Deciding What a Person Deserves and Deciding to Give a Person What He Deserves.

 To appreciate Reiman's point about justice and the death penalty, it is probably helpful to separate various independent 'decisions about desserts' that can be made on the way to deciding whether or not a person should be executed.

a. If a person breaks a law, a person deserves to be punished in the sense that he has done something that has brought the punishment on himself. The harm that the punishment delvers to the violater is not gratuitous, or arbitrary. This is not to say that the final decision should be to punish the person; more needs to be taken into consideration.

 b. If a person breaks a law that is intended to reflect/maintain the equality of persons (or if the person violates an informal principle that 'governs' toward the same end), the person deserves to be punished in the sense that she has created an imbalance in the scales of justice. She has violated the sovereignty of another person and so has brought on the punishment (the means) necessary to re-establish the relative equality of the person involved. Here again, this is not to say that the final decision should be to punish the person. It is just to say that if the person is punished, it will not be the gratuitous infliction of pointless suffering.

c. One may consider possible mitigating circumstances, such as the fairness with which the particular punishment is applied. That is, one may give consideration to the sorts of points that Nathanson raises in the essay "Does it Matter if the Death Penalty is Arbitrarily Administered?". If the death penalty is not given in a non-arbitrary way, then one might maintain that this person should not be executed.

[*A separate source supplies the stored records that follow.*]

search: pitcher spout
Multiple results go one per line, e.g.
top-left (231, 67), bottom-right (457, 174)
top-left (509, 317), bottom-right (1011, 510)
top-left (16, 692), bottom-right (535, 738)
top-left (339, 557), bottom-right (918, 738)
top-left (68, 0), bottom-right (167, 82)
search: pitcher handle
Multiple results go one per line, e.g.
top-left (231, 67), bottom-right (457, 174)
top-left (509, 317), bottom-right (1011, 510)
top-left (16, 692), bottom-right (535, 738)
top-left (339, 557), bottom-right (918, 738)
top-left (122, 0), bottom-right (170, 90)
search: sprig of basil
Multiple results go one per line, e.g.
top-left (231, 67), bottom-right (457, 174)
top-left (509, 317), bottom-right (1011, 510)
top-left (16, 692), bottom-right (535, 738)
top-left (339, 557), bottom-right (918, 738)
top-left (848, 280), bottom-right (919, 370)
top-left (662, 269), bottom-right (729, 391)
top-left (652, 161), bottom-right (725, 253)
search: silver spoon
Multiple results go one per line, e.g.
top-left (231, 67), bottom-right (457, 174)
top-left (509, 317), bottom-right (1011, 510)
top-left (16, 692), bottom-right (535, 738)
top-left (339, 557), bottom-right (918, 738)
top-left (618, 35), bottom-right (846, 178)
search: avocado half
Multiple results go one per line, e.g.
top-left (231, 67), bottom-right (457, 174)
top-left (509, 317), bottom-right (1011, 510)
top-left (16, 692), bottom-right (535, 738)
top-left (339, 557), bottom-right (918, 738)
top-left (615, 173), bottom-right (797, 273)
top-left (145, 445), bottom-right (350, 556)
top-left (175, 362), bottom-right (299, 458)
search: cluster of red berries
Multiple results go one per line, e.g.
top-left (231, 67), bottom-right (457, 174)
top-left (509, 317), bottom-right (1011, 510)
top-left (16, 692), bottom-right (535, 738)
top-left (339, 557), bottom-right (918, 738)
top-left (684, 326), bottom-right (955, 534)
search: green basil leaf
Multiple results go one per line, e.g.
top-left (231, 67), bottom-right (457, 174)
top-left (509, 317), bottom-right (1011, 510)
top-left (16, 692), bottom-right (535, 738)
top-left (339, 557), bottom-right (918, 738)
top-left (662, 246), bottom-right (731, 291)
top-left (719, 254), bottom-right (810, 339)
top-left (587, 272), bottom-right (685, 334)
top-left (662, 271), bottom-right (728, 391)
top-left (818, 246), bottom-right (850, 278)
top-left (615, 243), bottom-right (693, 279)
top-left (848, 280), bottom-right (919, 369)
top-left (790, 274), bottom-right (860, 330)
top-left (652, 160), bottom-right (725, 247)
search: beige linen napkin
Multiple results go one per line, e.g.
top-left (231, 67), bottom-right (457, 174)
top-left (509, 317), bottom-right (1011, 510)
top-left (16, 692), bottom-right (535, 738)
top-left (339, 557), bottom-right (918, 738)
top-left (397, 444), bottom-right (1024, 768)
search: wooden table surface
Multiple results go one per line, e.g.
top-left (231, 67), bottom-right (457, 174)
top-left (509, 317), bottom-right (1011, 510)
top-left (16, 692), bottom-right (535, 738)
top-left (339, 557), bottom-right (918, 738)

We might put this in the following way-- even though the person deserves to die, according to the dictates of a. and b., the person should nevertheless not be exectued, because it would be unfair (unjust) to execute him while others equally guilty are ot being executed. One might maintain that, in the final analysis, this person does not deserve to die, because he has been a victim of an arbitrarily applied penalty. This is so, even though he deserves to die in the senses of a and b.

    One could also allow that, in certain cases, the possibility of mercy or forgiveness should be given consideration. The issue of whether or not such factors, as well as others, should be taken into consideration does not obstruct Reiman's point about the relation between equality and the demands of justice. On the contrary, these considerations seem to presuppose Reiman's justice considerations. If there has been no violation, there is nothing to forgive, no occasion on which mercy amy or may not be appropriate. One cannot forgive someone if they haven't done anything, nor can one be merciful to someone, if that someone doesn't desrve to be punished.

    One can, to be sure, perpetrate a gross injustice by punishing a person who doesn't deserve to be punished because they haven;t done anything.  But, it is not an act of mercy to refrain from punishing someone who (one knows) is not guilty of anything.

    If one is thinking in terms of the demands of justice in a final analysis, rather than in terms the demands of justice in a preliminary assessment on the way to a final analysis, one may not give Reiman's arguments consideration at the right point.

    Reiman, himself, allows for final assessments that have as an outcome "this person should not be executed, even though by b, this person deserves to die." This is his point in the second section of his essay. This is how he can think that there is a sense in which a person deserves to die-- that justice requires it-- and at the same time think that the death penalty should be abandoned. He thinks that the demands of 'pure justice' are not the only considerations that should weigh when punishment is considered.